A change you can't communicate is no change at all...
It’s a failure rate that is stunning.
Major corporate transformation programs – the kind that routinely follow months or years of planning (and investment of astronomical resources) - have a success rate of less than 50 per cent.
In fact, some experts say it is as low as 20 per cent.
And if you are missing this one crucial part of the puzzle it won’t matter how long you plan or how much you spend. Failure to make your change stick and become part of your organisation’s culture is assured.
Change expert John Kotter lists ‘under-communication’ as one of the major reasons change efforts fail. So many organisations think that a glossy plan, poster or an all-staff email can deliver successful long-term organisational and cultural change.
They think that designing the large-scale change and communicating it are two different things. And too often, they don’t apply the same analytical rigour and investment to employee communications that they give to working out the operational and financial processes that are going to change.
At ThinkPlace we specialise in large-scale transformations and we understand that such changes generally take place within complex systems. If you haven’t taken the time and selected an approach that allows you to understand how the parts of the system are interconnected, then you won’t be able to simply drop in a set of changes and stand back as they are instantly adopted.

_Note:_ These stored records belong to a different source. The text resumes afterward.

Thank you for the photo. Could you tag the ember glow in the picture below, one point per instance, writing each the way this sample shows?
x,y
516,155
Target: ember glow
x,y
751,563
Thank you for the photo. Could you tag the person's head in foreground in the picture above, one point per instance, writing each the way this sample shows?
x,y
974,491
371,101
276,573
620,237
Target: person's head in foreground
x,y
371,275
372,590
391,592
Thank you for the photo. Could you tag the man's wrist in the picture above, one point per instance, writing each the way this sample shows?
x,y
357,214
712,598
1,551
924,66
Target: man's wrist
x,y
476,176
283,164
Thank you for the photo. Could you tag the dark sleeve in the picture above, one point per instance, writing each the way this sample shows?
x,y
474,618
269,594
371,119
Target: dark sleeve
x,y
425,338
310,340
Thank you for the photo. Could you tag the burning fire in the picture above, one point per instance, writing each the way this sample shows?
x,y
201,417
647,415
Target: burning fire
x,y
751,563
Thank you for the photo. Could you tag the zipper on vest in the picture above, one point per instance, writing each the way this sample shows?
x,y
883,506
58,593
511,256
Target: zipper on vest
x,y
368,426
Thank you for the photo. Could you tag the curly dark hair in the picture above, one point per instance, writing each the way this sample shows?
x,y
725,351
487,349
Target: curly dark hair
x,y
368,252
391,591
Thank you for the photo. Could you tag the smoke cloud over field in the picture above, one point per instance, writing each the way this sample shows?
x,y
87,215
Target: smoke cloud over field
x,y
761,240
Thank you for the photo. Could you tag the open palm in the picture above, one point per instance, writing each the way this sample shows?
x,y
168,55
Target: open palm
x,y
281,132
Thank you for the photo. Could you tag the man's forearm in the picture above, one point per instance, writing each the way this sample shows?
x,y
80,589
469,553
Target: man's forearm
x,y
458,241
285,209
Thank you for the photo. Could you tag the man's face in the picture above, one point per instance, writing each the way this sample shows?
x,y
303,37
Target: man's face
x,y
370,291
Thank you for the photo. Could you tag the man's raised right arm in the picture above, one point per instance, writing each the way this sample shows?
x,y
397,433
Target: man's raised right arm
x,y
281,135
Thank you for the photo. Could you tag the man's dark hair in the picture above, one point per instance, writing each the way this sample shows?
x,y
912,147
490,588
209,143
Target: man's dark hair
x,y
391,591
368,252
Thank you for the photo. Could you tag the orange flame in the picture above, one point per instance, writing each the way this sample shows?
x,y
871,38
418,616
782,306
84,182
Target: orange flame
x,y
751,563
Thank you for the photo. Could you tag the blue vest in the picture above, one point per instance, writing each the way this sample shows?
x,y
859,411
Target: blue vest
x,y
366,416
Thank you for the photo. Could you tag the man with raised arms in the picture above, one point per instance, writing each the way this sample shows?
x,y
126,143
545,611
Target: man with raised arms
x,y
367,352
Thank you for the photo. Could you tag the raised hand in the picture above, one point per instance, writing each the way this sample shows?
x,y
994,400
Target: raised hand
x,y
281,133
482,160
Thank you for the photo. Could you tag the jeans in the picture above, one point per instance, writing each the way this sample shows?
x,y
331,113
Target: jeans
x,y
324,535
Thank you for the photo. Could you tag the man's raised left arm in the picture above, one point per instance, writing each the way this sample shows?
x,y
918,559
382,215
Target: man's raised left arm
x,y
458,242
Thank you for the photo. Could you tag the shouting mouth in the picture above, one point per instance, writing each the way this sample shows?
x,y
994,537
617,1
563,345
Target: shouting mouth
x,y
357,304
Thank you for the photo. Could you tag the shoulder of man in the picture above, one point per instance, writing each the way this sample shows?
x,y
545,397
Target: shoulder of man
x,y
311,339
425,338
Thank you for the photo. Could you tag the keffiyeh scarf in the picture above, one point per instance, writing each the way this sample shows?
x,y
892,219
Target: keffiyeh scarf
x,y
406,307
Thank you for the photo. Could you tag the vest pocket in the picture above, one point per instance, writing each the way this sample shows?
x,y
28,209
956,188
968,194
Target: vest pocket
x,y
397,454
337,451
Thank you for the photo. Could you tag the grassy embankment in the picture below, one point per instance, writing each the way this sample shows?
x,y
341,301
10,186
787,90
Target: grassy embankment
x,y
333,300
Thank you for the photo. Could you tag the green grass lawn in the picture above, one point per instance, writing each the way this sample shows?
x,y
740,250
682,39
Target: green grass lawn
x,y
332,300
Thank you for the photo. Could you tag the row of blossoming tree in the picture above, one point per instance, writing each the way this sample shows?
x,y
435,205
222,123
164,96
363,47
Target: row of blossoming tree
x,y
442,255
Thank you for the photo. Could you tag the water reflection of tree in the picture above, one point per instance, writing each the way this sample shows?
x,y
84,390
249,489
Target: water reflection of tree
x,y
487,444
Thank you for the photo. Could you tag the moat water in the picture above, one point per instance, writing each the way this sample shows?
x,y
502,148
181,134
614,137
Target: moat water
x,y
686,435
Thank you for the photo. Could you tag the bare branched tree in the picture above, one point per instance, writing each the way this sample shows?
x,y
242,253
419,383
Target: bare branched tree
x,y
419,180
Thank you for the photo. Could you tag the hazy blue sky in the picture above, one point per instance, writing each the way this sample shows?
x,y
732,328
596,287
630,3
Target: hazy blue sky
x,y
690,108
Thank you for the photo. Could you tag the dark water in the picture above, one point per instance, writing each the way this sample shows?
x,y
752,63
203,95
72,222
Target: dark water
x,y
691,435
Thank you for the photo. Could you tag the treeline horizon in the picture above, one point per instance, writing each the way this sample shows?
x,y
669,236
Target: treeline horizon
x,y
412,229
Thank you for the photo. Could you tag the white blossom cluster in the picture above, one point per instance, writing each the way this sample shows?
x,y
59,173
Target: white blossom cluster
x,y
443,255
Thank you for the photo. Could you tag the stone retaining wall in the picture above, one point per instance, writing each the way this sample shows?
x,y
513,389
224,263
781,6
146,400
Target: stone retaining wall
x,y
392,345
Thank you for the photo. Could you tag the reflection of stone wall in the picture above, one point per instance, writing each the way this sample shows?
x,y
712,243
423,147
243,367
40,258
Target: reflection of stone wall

I have never been in a workshop where communication hasn’t been mentioned as a critical component in project success. And yet, so many organisations devote insufficient time and resources to getting it right.
We’ve learned to do things differently – a better approach. Here are some of the questions you should be asking if you want to be part of the 50 per cent of changes that actually succeed .
Are you thinking about your people?
It seems redundant to say that the most important factor in change management is the people. But how do you reach your people? How do you get them to act?
Effective strategic communication has the capacity to steer substantial change. Without it, organisations struggle to take people with them and achieve what they set out to do.
Research has shown consistently that band-aid solutions, token consultation and dictating cultural change from the top are all doomed to fail. So why do organisations continue to try and implement major organisational change doing just that?